O outro era Steve Vai, que foi aluno de Satriani e surgiu para a fama através das mãos de Frank Zappa, com quem tocou durante um tempo. Mais tarde, Vai se alinhou com Dave Lee Roth (ex-Van Halen) e com muita pose e domínio de palco e alguns truquezinhos na manga (tipo fazer a guitarra rir, chorar e falar), acabou conseguindo se diferenciar da mesmice dos cabeludos fritadores de escalas que dominavam a cena guitarrística.

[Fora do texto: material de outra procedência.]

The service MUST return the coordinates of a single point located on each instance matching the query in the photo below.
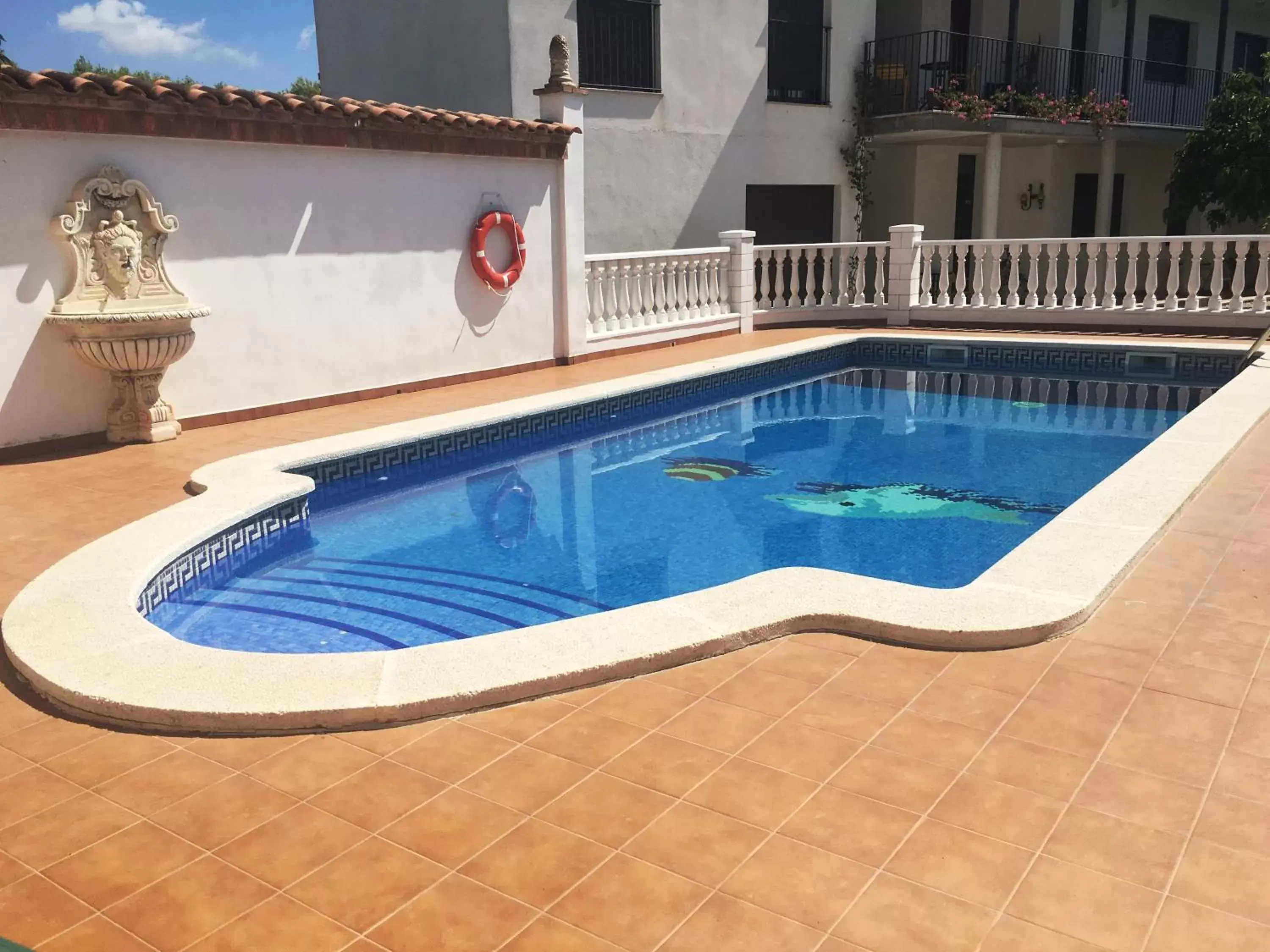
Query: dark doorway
(1085, 205)
(959, 44)
(1076, 84)
(798, 45)
(790, 215)
(963, 223)
(1249, 50)
(1168, 51)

Em 96, professor e aluno se uniram para um projeto especial. E para apimentar um pouco mais a relação, resolveram chamar um terceiro guitarrista para tocar com eles. Nascia o G3. Ao lado de Eric Johnson (um virtuoso e detalhista por excelência), Satriani e Vai gravaram um CD e um DVD de grande sucesso, e passaram a alternar suas carreiras solo com turnês especiais do G3, onde recebiam a cada ano um guitarrista diferente.

A idéia era juntar sempre esses dois grandes músicos com outro expoente da guitarra em concertos onde primeiro cada um tocava suas músicas e no fim os três se juntavam para uma grande jam session regada a muitos clássicos do rock e do blues.

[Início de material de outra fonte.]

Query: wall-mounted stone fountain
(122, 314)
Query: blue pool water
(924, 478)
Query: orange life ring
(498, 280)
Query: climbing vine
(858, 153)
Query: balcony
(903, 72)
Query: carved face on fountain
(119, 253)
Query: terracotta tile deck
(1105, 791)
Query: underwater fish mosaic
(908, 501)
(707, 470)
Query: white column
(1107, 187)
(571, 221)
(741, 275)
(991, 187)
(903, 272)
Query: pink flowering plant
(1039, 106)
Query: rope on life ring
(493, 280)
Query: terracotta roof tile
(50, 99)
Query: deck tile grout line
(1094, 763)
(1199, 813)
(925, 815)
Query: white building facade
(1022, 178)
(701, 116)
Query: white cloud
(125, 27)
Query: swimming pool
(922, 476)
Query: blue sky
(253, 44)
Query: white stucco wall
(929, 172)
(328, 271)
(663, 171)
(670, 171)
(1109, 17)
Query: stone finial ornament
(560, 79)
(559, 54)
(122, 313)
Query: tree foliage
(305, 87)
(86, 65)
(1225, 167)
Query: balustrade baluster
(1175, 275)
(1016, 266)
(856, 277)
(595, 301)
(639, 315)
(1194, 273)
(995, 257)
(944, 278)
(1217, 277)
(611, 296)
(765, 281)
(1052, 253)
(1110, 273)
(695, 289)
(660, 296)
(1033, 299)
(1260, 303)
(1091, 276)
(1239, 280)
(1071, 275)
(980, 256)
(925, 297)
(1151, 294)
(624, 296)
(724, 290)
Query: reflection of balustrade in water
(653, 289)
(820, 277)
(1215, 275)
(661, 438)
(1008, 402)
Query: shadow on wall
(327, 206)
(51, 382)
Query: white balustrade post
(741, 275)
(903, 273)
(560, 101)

Desde então já passaram pelo G3 feras como John Petrucci (Dream Theater), Kenny Wayne Shepperd (um jovem blueseiro inlfuenciado um pouquinho demais por Stevie Ray Vaughan) e até mesmo o encrenqueiro Yngwie Malmsteen, com quem eles gravaram outro CD e outro DVD, há pouco tempo.

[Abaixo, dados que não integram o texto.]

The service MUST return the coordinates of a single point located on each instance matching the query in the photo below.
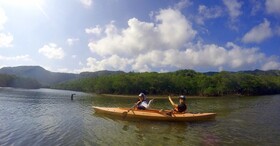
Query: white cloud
(3, 18)
(171, 31)
(258, 33)
(51, 51)
(16, 58)
(205, 13)
(182, 4)
(6, 40)
(112, 63)
(256, 6)
(165, 43)
(233, 7)
(86, 3)
(72, 41)
(94, 30)
(273, 6)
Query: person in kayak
(142, 103)
(178, 108)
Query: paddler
(142, 103)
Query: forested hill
(186, 82)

Na edição atual, o G3 conta com a participação de Robert Fripp, o lendário guitarrista e líder do King Crimson, famoso por seus timbres e efeitos absolutamente imprevisíveis. Você consegue imaginar como encaixar o estilo cheio de climas de Fripp no meio da porradaria de Vai e Satriani?

Bom, se você tiver sorte, pode conferir pessoalmente, pois o G3 2004 desembarca no Brasil neste fim de semana (03/04 e 05 de dezembro), para shows no Rio e em São Paulo. É a chance dos fãs brasileiros verem de perto como rola esse trelelê guitarrístico, além de conhecer melhor o trabalho de Robert Fripp, um ilustre desconhecido para a maioria dos fãs da dupla Satriani/Vai mas que é um dos mais inventivos e criativos guitarristas sobre a face da Terra.

Eu já comprei meu ingresso e encontro você por lá.